Las imágenes hablan por sí solas: un grupo de maestros, hombres y mujeres (algunas de ellas de edad madura) caminando por la calle, descalzos, para luego ser trasquilados y obligados a usar pancartas auto denigratorias.

Sus captores buscaban presentarlos de la manera más indigna.

¿Su pecado?

Continuar con su trabajo pedagógico a pesar de las directivas del CNTE de llevar al paro el sistema educativo.

Son imágenes que, sin duda alguna nos regresan a la Alemania Nazi, a la Italia Fascista, a la Camboya de Pol Pot… regímenes interesados en hacer de sus ideales y de sus políticas las únicas “buenas”.

Los únicos con derecho a expresarse son los que lo hagan como nosotros; los que no estén de acuerdo -que disientan- de inmediato son tachados de traidores, vendidos, escoria humana que merece el ridículo.

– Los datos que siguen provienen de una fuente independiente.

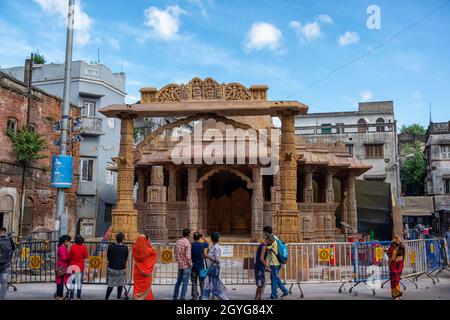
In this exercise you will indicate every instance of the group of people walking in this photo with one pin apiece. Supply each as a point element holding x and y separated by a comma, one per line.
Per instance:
<point>199,261</point>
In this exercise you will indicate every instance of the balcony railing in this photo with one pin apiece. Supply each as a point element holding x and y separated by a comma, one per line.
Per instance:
<point>345,129</point>
<point>91,126</point>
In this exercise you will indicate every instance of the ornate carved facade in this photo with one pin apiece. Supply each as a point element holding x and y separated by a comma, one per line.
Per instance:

¿Cuánto falta para las noches de los cristales rotos? ¿para linchar a los “enemigos” del movimiento?

Una clarísima muestra de lo que se esconde detrás de este movimiento. De los ideales seudo democráticos de una agrupación que, lo que menos le preocupa, es la educación y los alumnos.

Qué sólo está ocupada de mantener sus privilegios y que, si alguien parece siquiera interponerse, lo atropellará de manera despiadada.

La pregunta que queda es ¿y las autoridades? ¿la policía que miró -sin hacer nada- los acontecimientos?

Pero, sobre todo… ¿Los institutos de derechos humanos?